The ruling class were the large landowners and the shipowners of the island The largest part of the population was made up of small-scale farmers, workers and sailors.

This social classification did not change after the Revolution. In the second half of the 19th c. And the first half of the 20th, there was emigration towards America, Romania, and Russia, due to the poverty that struck the islands in the Northern Sporades – and Skopelos of course.

During the Balkan unrest and the Asia Minor expedition that followed and ended in a tragedy, Glossa and the area with enlisted young men in general was present and had its own toll. Fifteen youg men from Glossa lost their lives in the decade from 1912 to 1922.


The same happened in the Hellenic-Italian and Hellenic-German wars of 1940-1941. Besides those who fell on the front form wounds, there were several others who returned to the island crippled.

In 1940, a terrible phylloxera epidemic terminally destroyed the famous vines on the island.


In the first year of the Italian-German occupation, Glossa became hideout for many men of the Alliance Expedition Corps, after the invasion of the Germans in 1941. It was the allied forces that took over the passes on Olympus in order to cover the Allied Expedition Corps on their retreat from Macedonia.


These men, cut off later from their units, hid on mount Olympus, crossed over to Pilio in groups and from there to the Sporades, from where they believed they would be able to get to the Turkish coast, and then to the Middle East. These men found refuge and food offered to them by the residents, and then boats had to be found for their transport. The first men who arrived in Loutraki, about one hundred officers and soldiers, were hidden in country homes, and moved to Turkey on a ship from Glossa called Alberta.


Those who arrived on the island were taken over by a team that was created in Glossa, to distribute them to various huts and send them supplies for as long as they were on the island. Then, communicating with Skopelos and Skiathos, they saw to their transport.

In 1965 a big earthquake greatly affected the lives of the inhabitants, there was significant damage to several historic buildings and caused the movement of residents from the Old Klima to the New Klima village.

The tourist development of Skopelos began in the 1980s. Young people were motivated to remain on the island and many others to return from the rural centres and abroad, especially during the summer months.

In modern years, Skopelos continues to portray a remarkable culture; the legends and its rich folk tradition, historical and artistic monuments, its castles and monasteries, its churches with the famous temples, local artists who continue to create unique artefacts.

Skopelos residents continue to occupy themselves with ship-building art, the processing of wood and ceramics.
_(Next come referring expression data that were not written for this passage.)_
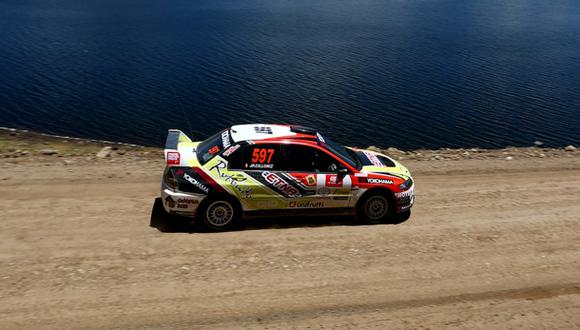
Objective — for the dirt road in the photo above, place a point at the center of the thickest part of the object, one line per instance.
(491, 244)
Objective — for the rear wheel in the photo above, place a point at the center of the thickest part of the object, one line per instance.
(220, 214)
(375, 208)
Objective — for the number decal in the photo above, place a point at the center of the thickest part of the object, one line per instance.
(270, 154)
(255, 155)
(261, 155)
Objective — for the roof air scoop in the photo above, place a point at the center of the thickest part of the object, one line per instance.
(303, 130)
In the past there were shipyards on Skopelos and during the Revolution the island offered 35 commercial ships to the Cause. They also occupied themselves with woven art, with the well-known traditional Skopelos costumes.  

Skopelos knives are also very well-known, with folk crosstalk engraved on their handles.

Let us discover the island and feel its past, so as to better understand the present and future of this land.